The grey squirrel is the reason for the decline of the red squirrel in the UK. In the 1870s, grey squirrels were introduced into the UK. Their numbers expanded rapidly at the expense of the red squirrel. The grey squirrel is a carrier of a pox disease. This disease does not affect the grey squirrels, but it does affect the red squirrels. The grey squirrel also takes many resources away from the reds. They limit the red squirrels’ food supplies.

There are efforts underway to combat the expansion of the grey squirrel population and help restore red squirrel numbers. Conservationists are attempting to bait the greys with contraceptives to control their breeding.

Grey squirrel control has found an unexpected ally. Pine martens have proven to be a serious predator of grey squirrels while not preying on red squirrels in high numbers. Researchers in both Ireland and Scotland found that in places where pine martens exist in healthy numbers, red squirrels flourish and grey squirrels do not.

Here is the problem. Pine Martens have been hunted to extinction in England, and there are reduced numbers in Scotland. Protections are now in place for the pine marten across the UK, and the hope is that their numbers will rise.

The pine marten is being reintroduced into both England and Wales.

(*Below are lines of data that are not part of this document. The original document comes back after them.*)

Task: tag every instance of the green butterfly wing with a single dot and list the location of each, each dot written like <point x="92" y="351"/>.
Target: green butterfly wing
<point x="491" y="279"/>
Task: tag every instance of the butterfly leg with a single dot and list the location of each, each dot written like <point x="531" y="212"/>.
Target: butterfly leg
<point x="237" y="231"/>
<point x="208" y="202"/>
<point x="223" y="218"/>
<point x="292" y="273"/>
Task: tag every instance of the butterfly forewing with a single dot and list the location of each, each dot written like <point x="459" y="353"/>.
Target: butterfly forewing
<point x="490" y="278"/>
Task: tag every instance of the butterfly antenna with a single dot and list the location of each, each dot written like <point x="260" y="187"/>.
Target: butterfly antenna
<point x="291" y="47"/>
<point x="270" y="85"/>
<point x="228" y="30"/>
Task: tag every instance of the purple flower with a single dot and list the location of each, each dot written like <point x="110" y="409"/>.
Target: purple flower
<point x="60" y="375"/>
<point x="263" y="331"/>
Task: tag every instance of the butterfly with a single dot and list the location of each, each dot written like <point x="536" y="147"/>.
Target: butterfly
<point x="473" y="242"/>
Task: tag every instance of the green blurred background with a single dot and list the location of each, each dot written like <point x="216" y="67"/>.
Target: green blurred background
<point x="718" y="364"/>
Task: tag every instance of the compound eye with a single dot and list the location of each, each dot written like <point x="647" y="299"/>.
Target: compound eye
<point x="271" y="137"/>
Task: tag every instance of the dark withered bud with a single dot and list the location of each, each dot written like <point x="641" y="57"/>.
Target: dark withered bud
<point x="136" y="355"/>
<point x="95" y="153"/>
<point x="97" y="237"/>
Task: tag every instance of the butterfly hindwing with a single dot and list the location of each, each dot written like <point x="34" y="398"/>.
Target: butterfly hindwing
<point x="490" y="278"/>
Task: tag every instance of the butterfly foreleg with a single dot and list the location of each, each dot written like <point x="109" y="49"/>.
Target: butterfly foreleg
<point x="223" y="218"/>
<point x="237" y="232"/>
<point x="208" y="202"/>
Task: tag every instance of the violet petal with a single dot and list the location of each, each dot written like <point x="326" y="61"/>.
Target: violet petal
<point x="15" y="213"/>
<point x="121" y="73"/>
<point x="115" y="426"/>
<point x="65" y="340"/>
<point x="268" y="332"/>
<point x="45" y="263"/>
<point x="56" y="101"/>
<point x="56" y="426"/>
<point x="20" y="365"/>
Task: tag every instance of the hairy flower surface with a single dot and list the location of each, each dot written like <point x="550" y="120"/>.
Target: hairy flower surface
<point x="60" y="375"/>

The hope is that as the number of pine martens increases, they will be able to effectively control the number of grey squirrels. This will then allow the native red squirrel populations to rebound to something approaching their previous levels.

Wildlife experts do hold out a caution. It will take several years for the pine martens to establish large populations outside of Scotland. In the meantime, an action plan will have to be developed to keep the red squirrel from facing extinction.